Pendant la deuxième vague, récemment, il appelait à peu près toutes les patinoires extérieures de la ville de Montréal parce qu’il voulait absolument jouer au hockey. Il a pris trois autobus pour aller voir au parc La Fontaine si la glace était prête ! Et il avait déjà signé avec l’Impact à ce moment-là.

Le père d’un ami

Mais il n’y a pas que l’entraînement physique. Zouhir indique qu’il a profité des pauses forcées de la dernière année pour approfondir sa connaissance du soccer en regardant de la vidéo sur de grands joueurs.

Un professionnel… au secondaire

On peut l’oublier, mais à 17 ans, le jeune joueur est en cinquième secondaire. Or, de ce côté non plus, ça n’a pas toujours été facile. L’an dernier, en fait, ça n’allait pas bien. Mais, là encore, il s’est accroché, dit Patrick Leduc.

Ce dernier insiste beaucoup sur l’importance qu’il accorde à ce diplôme pour son protégé. Voire au cégep à distance qu’il pourrait faire par la suite.

« Parce que même s’il joue pendant 15 ans, à la fin, il va falloir passer à autre chose, rappelle Leduc. Plus que jouer ses premières minutes en MLS, oui je vais être content s’il le fait, mais j’aimerais qu’il ait son diplôme au mois de juin. Je ne veux pas qu’il freine, qu’il se laisse aller. »

Les camps d’entraînement se mettront en branle le 22 février, a fait savoir la MLS lundi. Pour le moment, Zouhir n’a qu’un programme d’entraînement à suivre, mais la conciliation soccer-école deviendra assurément plus complexe dès que l’action reprendra pour le CF Montréal.
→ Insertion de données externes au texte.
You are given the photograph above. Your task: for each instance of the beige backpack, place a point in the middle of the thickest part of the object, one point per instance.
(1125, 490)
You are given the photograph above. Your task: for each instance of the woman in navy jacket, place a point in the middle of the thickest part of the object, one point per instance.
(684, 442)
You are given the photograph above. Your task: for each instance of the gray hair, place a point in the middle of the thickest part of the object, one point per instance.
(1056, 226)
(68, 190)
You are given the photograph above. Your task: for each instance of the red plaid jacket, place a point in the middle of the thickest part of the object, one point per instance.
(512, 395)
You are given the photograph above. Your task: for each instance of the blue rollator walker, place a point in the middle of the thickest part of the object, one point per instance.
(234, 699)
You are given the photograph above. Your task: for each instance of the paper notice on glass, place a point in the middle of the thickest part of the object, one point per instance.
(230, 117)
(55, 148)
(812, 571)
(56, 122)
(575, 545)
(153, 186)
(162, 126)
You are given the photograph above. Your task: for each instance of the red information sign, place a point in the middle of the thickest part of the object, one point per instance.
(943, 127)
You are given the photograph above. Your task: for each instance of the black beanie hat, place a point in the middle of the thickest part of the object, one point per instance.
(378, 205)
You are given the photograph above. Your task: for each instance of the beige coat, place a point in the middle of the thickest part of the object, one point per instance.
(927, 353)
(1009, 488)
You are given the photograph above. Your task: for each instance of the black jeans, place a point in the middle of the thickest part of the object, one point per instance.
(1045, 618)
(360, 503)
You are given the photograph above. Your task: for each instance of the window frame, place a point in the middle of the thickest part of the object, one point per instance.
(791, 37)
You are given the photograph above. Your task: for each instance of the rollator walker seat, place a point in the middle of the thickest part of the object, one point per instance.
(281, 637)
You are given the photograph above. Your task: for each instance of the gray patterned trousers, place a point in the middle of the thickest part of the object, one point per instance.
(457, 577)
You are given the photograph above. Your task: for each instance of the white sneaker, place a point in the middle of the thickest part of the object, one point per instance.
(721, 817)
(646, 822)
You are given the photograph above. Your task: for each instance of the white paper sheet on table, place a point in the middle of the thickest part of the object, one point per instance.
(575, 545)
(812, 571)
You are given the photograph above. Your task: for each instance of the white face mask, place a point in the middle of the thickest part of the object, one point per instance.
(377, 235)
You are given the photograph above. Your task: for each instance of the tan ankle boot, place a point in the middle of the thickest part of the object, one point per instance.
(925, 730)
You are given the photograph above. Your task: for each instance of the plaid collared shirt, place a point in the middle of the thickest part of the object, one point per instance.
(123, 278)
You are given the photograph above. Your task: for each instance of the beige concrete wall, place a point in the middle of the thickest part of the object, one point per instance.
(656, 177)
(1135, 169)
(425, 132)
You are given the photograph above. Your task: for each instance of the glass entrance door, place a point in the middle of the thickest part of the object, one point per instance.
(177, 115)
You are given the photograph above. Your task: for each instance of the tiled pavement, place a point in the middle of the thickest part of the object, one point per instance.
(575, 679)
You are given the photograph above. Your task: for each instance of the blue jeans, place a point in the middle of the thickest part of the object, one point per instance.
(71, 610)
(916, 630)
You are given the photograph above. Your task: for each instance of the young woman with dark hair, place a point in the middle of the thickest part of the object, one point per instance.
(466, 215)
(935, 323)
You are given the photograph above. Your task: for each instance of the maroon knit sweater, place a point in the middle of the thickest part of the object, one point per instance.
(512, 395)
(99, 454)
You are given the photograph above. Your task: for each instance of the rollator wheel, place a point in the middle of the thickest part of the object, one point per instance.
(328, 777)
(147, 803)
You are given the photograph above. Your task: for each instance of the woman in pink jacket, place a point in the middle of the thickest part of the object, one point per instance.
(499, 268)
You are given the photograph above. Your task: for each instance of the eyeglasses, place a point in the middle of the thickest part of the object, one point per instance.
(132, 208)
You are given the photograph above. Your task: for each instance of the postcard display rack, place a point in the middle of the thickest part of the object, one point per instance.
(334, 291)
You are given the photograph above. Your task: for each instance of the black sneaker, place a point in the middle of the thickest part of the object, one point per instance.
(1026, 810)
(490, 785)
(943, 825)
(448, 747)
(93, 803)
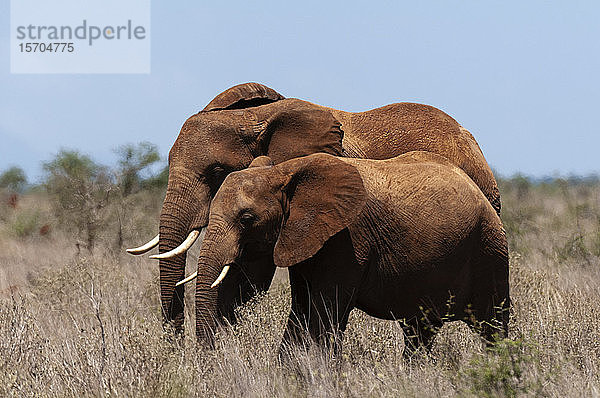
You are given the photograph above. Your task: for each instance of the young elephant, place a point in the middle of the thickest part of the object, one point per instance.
(410, 238)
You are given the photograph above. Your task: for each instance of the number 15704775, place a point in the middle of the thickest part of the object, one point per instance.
(46, 47)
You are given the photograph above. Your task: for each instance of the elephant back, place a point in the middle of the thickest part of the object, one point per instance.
(245, 95)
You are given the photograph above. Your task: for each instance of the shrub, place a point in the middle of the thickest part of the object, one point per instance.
(80, 189)
(13, 179)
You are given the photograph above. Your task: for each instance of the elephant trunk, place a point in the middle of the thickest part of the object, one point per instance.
(214, 255)
(183, 210)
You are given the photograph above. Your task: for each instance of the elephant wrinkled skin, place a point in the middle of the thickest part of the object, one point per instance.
(410, 238)
(250, 120)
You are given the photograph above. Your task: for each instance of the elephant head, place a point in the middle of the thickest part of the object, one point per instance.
(289, 210)
(239, 125)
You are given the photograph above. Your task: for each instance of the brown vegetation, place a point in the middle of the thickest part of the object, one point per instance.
(89, 324)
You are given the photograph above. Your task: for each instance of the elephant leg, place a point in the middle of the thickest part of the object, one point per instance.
(243, 283)
(323, 294)
(320, 315)
(489, 305)
(419, 332)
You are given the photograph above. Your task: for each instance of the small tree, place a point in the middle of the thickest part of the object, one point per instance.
(133, 160)
(13, 179)
(81, 189)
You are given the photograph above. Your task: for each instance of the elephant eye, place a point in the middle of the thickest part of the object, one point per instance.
(247, 219)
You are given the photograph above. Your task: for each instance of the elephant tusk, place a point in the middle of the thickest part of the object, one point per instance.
(186, 280)
(182, 248)
(145, 247)
(221, 277)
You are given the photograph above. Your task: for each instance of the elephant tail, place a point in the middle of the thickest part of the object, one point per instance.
(494, 270)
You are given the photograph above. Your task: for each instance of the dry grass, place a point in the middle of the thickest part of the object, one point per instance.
(89, 325)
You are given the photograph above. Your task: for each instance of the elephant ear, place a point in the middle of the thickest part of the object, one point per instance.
(301, 131)
(325, 196)
(245, 95)
(261, 161)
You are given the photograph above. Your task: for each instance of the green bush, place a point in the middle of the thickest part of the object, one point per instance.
(13, 179)
(80, 189)
(25, 223)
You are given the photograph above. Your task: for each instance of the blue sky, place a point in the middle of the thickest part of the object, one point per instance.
(523, 77)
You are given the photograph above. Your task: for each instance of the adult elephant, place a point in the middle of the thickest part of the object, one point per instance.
(250, 120)
(410, 238)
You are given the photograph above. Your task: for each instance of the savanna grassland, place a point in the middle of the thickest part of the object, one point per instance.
(79, 317)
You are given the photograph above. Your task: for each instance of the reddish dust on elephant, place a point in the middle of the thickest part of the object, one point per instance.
(250, 120)
(410, 238)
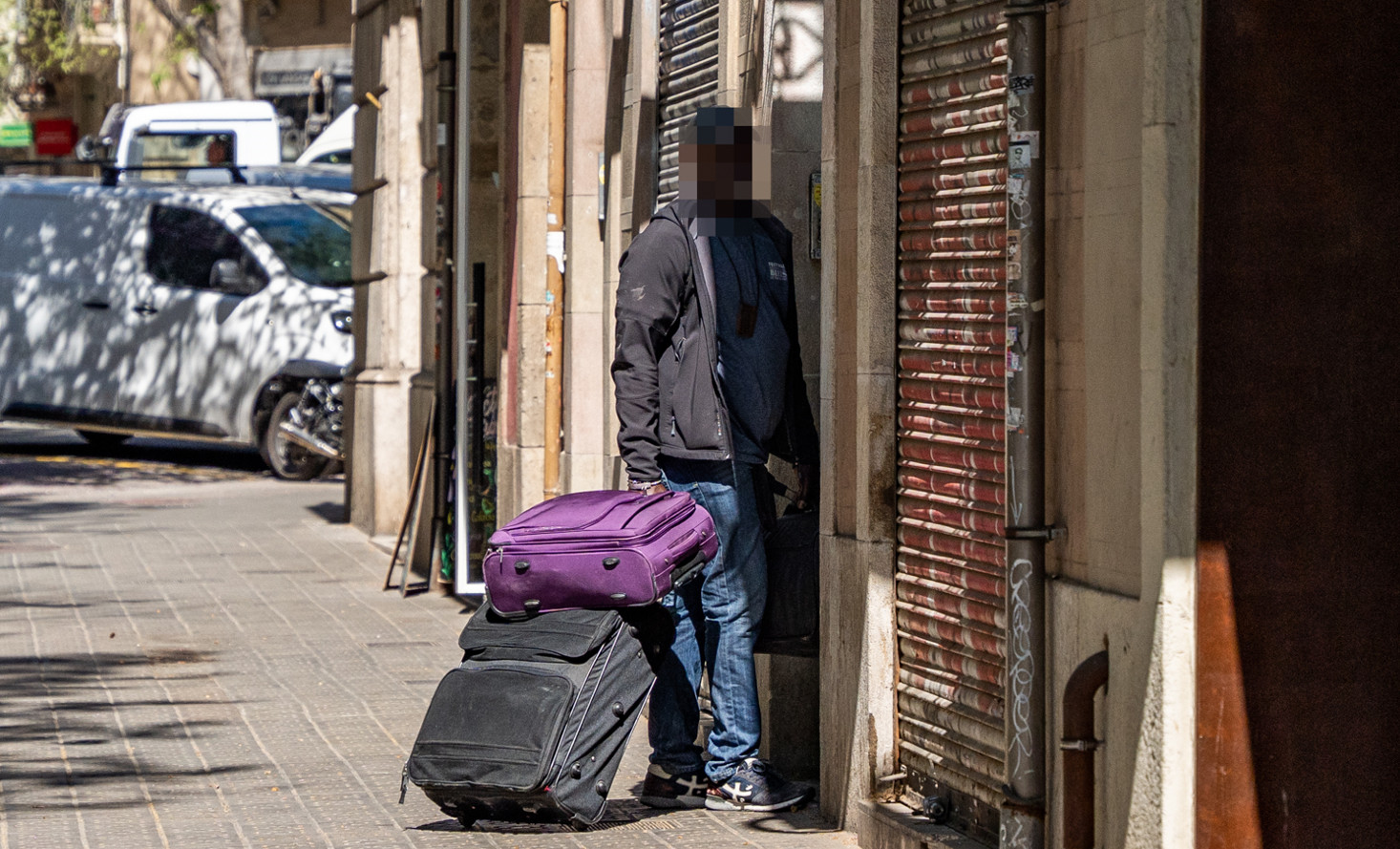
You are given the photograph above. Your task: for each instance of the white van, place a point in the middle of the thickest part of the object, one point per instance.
(188, 134)
(171, 308)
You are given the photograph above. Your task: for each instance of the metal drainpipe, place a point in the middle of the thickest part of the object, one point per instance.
(1024, 806)
(466, 308)
(442, 395)
(1078, 744)
(555, 248)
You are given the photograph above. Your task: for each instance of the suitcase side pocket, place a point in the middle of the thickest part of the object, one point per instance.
(492, 729)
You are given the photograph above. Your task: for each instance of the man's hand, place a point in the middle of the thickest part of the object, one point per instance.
(805, 486)
(647, 486)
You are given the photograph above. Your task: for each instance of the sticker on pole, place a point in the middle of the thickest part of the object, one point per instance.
(1024, 149)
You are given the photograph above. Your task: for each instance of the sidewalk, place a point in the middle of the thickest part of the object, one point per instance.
(204, 665)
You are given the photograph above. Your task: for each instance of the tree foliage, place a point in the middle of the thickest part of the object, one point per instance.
(44, 38)
(215, 32)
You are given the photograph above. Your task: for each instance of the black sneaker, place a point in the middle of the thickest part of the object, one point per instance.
(664, 791)
(756, 786)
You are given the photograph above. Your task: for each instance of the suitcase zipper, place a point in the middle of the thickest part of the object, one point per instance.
(639, 504)
(525, 548)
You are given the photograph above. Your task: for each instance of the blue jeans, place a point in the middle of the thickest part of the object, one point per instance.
(717, 623)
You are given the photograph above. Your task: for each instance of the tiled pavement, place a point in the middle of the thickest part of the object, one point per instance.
(209, 662)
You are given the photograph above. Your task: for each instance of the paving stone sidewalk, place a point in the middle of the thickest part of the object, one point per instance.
(206, 665)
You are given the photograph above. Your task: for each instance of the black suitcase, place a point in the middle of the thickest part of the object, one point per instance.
(534, 723)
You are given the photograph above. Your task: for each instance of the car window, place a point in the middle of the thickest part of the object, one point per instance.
(182, 149)
(314, 240)
(185, 244)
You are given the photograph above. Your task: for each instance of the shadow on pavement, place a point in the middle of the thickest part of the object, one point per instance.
(47, 456)
(59, 731)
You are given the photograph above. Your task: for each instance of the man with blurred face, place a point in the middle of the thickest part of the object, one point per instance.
(709, 383)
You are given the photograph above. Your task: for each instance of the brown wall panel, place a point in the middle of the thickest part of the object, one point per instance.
(1300, 374)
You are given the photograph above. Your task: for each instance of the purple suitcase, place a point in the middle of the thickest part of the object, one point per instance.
(597, 549)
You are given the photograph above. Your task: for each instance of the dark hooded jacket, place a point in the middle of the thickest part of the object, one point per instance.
(666, 371)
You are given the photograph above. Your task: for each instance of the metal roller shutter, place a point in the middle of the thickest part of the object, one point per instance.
(952, 363)
(688, 77)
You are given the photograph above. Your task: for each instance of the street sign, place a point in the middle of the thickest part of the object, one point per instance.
(54, 137)
(15, 135)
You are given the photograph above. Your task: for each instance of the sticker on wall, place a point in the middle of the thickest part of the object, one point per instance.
(1021, 84)
(1025, 146)
(1012, 251)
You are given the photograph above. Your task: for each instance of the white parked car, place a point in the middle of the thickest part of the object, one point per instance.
(173, 308)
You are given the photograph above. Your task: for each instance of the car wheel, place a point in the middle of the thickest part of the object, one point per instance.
(286, 458)
(99, 438)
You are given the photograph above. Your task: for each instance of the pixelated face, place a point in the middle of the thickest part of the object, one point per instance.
(724, 159)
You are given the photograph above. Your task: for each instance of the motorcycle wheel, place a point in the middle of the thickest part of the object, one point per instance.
(286, 458)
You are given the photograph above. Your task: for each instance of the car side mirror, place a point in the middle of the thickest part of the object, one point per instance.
(228, 278)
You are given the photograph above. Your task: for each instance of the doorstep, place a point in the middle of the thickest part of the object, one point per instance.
(892, 825)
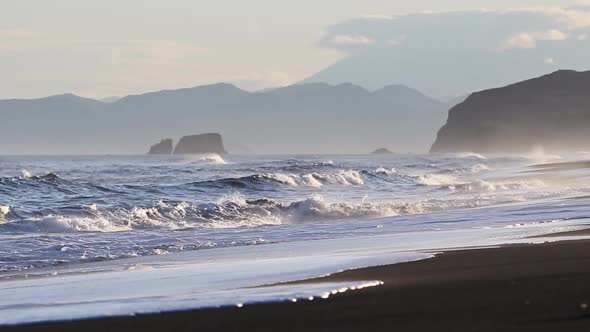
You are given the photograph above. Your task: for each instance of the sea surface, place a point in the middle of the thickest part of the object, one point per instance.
(94, 236)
Le principal intéressé croit être en mesure de gérer cet agenda serré.

« Ce ne sera peut-être pas au même rythme que les autres. Avec le camp d’entraînement qui dure toute la journée, ce ne sera peut-être pas possible. Mais il faut que je trouve le juste milieu pour être capable de finir le secondaire 5. C’est très important », reconnaît le joueur.

Rida Zouhir n’est pas encore arrivé à destination. À quelque niveau que ce soit.

Côté soccer, l’échantillon avec les pros est beaucoup trop embryonnaire. « Ça a été très court au mois de décembre, il va falloir que ça continue quand ils vont reprendre. Je dirais juste que c’est de bon augure », résume Leduc.

Puis, côté scolaire, le diplôme n’est pas encore dans la poche.

Mais Patrick Leduc, on le sent aisément, est très fier de l’évolution de son jeune.

« Sur les plans personnel, scolaire et sportif, le chemin parcouru est impressionnant. Je suis très excité et même ému de ce qu’il a réussi dans la dernière année. »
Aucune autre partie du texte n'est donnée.